Une étude d’observation basée sur la cohorte de femmes françaises E3N est la première à évaluer le risque de mortalité en lien avec l’exposition alimentaire en hydrocarbures aromatiques polycycliques (HAP). Ses conclusions sont plutôt rassurantes puisqu’aucune association significative n’a été observée entre l’apport alimentaire en HAP et le risque de mortalité toutes causes confondues, tous cancers, cancer du sein, cancer colorectal, toutes MCV, accidents vasculaires cérébraux et coronaropathies. Seuls les fumeurs auraient à se soucier de leur exposition alimentaire aux HAP qui accentuerait leur risque de développer un cancer fatal du poumon ou de la trachée.

Bonne nouvelle pour ce mois de juillet : les barbecues peuvent faire leur sortie ! L’exposition alimentaires aux hydrocarbures aromatiques polycycliques (HAP) ne serait pas aussi dangereuse qu’on aurait pu le croire… Mais que sont les HAP ? Ce sont des composés organiques se formant lors de la combustion incomplète ou de la pyrolyse du charbon, du pétrole, du gaz, des déchets ou d’autres substances organiques d’origine naturelle ou anthropique, comme les feux de bois, les gaz d’échappement des véhicules à moteur ou le chauffage domestique (EFSA, 2008). En 2010, ils ont été classés par la Commission économique pour l’Europe parmi les polluants organiques persistants (POP). Autrement dit, des composés toxiques et ubiquistes qui peuvent se déplacer sur de longues distances et s’accumuler dans la chaîne alimentaire sous forme de composés lipophiles. Mais ce n’est pas tout. Les HAP sont également considérés comme des perturbateurs endocriniens, potentiellement génotoxiques et/ou cancérigènes. Le Centre international de recherche sur le cancer (CIRC) a en effet classé un HAP, le benzo[a]pyrène (BaP), parmi les substances cancérogènes pour l’Homme, et trois autres, le chrysène (CHR), le benzo[a]anthracène (BaA) et le benzo[b]fluoranthène (BbF), comme possiblement cancérogènes pour l’Homme (CIRC, 2010).

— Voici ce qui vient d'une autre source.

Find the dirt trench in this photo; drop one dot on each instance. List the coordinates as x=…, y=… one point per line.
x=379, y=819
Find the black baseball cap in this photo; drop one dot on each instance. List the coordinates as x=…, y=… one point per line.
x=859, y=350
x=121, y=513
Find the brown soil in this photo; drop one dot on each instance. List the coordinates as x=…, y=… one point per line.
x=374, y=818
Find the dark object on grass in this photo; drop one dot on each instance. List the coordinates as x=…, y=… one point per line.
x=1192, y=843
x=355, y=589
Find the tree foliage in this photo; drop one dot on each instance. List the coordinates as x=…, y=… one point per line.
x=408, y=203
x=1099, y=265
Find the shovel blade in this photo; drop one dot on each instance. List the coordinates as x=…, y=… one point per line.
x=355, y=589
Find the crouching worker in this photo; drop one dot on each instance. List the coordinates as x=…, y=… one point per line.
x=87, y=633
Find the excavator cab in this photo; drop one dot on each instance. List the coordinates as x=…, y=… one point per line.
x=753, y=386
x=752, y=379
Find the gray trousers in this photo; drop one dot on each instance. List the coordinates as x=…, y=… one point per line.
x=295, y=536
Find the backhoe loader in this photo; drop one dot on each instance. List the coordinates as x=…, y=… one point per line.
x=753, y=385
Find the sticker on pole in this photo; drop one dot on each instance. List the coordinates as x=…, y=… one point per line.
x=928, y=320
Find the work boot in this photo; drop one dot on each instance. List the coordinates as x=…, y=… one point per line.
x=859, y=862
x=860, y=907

Analyser l’exposition de la population générale via la cohorte française E3N

Nombreuses sont les études qui ont exploré les effets délétères sur la santé de l’exposition professionnelle aux HAP. Mais quid de la population générale qui y est également exposée, principalement par le biais de l’alimentation ? Chez un habitant de pays industrialisé, les aliments représentent plus de 90 % de l’exposition totale aux HAP. Seule exception : les fumeurs, pour lesquels la fumée de tabac peut conduire au même niveau d’exposition que l’alimentation. Contrairement à l’exposition professionnelle, l’exposition aux HAP en population générale est plutôt observée à de faibles doses. Pour autant, ces dernières pourraient conduire à des effets sanitaires à long terme, avec des effets potentiels sur plusieurs générations.

Dans une étude française basée sur la cohorte prospective E3N (Étude Épidémiologique auprès de femmes de la mutuelle générale de l’Éducation Nationale), des chercheurs ont donc voulu connaître l’association entre l’exposition alimentaire aux HAP et le risque de mortalité.

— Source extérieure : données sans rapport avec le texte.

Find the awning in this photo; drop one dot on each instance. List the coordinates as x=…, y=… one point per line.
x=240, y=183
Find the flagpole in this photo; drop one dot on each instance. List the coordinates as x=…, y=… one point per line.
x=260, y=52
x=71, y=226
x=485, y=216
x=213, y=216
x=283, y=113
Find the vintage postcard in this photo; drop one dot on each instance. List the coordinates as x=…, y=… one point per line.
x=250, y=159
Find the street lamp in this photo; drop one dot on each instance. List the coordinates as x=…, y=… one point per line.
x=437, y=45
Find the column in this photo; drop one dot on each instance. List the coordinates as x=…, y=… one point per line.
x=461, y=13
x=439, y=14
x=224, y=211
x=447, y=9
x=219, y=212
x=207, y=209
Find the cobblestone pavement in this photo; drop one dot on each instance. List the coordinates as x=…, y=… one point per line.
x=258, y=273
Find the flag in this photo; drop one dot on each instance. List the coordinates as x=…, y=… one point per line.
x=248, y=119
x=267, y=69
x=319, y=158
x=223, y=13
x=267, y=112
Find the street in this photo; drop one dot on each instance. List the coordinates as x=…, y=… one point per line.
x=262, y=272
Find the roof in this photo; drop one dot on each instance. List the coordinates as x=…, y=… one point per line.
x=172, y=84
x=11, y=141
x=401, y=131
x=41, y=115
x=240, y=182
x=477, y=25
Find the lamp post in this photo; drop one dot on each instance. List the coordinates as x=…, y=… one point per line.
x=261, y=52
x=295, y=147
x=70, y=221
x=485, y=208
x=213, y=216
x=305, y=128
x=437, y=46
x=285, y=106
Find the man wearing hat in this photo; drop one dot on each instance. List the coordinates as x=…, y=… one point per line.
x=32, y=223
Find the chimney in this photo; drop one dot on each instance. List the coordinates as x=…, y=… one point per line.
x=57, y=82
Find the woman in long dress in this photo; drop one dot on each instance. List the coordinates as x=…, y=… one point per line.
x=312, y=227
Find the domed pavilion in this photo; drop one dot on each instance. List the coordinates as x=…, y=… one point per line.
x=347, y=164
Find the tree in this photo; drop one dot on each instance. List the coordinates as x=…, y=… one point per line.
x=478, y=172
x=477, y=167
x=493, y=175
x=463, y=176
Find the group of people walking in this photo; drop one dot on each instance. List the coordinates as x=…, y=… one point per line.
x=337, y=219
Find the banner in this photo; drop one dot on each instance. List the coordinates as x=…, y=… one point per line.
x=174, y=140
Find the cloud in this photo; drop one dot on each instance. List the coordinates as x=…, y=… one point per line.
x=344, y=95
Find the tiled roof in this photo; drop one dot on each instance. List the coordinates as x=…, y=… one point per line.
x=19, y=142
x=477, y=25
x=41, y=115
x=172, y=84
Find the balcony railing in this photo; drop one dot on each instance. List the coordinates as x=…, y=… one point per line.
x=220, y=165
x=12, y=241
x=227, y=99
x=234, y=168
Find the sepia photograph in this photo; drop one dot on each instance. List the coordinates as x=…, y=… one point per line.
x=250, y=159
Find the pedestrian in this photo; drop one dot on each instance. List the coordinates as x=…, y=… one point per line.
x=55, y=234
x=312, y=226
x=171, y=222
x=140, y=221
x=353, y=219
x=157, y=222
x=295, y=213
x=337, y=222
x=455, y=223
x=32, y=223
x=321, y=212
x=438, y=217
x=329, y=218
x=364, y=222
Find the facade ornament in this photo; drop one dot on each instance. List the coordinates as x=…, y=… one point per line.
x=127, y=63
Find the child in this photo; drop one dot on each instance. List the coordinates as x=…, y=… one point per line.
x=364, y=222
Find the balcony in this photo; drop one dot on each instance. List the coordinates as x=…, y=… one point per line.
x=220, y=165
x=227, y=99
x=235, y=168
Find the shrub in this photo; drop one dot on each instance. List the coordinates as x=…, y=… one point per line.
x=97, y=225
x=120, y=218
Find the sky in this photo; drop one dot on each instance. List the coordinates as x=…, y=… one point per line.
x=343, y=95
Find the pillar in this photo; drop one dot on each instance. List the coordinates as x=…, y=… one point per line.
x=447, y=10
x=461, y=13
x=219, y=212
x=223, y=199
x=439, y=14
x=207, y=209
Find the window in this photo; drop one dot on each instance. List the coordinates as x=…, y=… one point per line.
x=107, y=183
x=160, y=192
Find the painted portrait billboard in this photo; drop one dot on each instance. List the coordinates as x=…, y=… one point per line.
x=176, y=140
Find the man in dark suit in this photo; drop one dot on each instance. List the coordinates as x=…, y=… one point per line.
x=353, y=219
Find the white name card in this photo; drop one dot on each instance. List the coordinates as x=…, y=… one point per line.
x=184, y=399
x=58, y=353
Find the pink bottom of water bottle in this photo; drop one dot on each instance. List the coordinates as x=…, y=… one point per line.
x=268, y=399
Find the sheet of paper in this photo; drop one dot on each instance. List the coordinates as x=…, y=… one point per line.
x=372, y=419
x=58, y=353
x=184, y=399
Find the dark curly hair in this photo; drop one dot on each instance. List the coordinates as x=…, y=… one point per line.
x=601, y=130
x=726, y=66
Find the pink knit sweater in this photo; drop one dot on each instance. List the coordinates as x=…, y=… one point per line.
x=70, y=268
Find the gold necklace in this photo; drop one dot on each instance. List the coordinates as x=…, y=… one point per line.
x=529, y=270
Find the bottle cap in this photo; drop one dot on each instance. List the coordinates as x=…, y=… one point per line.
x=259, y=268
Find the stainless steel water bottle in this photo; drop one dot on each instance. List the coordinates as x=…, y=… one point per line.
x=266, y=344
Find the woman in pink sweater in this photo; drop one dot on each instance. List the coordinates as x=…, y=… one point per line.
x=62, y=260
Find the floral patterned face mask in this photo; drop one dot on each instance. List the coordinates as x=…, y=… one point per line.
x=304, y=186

Une étude portant sur plus de 72 000 femmes d’âge moyen

L’étude a regroupé les données de 72 513 femmes âgées en moyenne de 53 ans à l’inclusion et ayant rempli en 1993 un questionnaire de fréquence alimentaire portant sur 208 aliments. Les niveaux de contamination des aliments ont été évalués à l’aide des données fournies par l’Anses dans le cadre de la deuxième étude française sur l’alimentation totale (EAT 2). L’exposition alimentaire aux HAP a été étudiée comme étant la somme des quatre HAP précédemment évoqués pour leur cancérogénicité : BaP, CHR, BaA et BbF. Les chercheurs ont ensuite évalué le risque de mortalité toutes causes confondues, ainsi que les risques de mortalité par cancer, par cancers spécifiques (du sein, du poumon/trachée et colorectal, chacun considéré séparément), par maladies cardiovasculaires (MCV) et par MCV spécifiques (comprenant uniquement les accidents vasculaires cérébraux et les maladies coronariennes).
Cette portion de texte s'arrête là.